1年目から開幕ローテーション入り…精密コントロール養った練習法

 金村は最速150キロの直球に加え、多彩な球種を制球良く決めアウトを重ねていく。その感覚を養っている練習がある。「とにかくキャッチボールが好きなんです。しっかりスピンのかかったボールが、相手の胸元にパーンと収まった時が気持ちいいんですよね。全ての基本だと思います」。少年少女にも、しっかり意識しながら投げることを勧めたいという。

 小学校3年で少年野球を始めた。父も祖父も野球をやっており、自然の流れだったという、「もっと小さい頃からやりたいと言っていたんですけど、チームには3年生にならないと入れなかった。だからそれまではずっとひとりで壁当てをしていましたね」。
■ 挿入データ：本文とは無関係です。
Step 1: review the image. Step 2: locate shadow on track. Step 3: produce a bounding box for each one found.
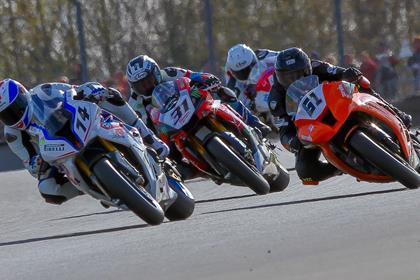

それこそ幼稚園の頃から、ずっと続けた日課だ。

「単純かもしれませんが、投げる感覚を養うには最高の練習だと思いますよ」

 プロ初勝利のあとは肩を痛め、7月になって二軍で実戦復帰を果たした。「怪我しても投げたいという気持ちが強くて……。焦りもありましたけど、こういう時期を大切にしたい。次は怪我をしないように、やるべきことをやってから1軍に戻りたいです」。幼いころからの感覚も生かしながら、プロとして歩んでいく。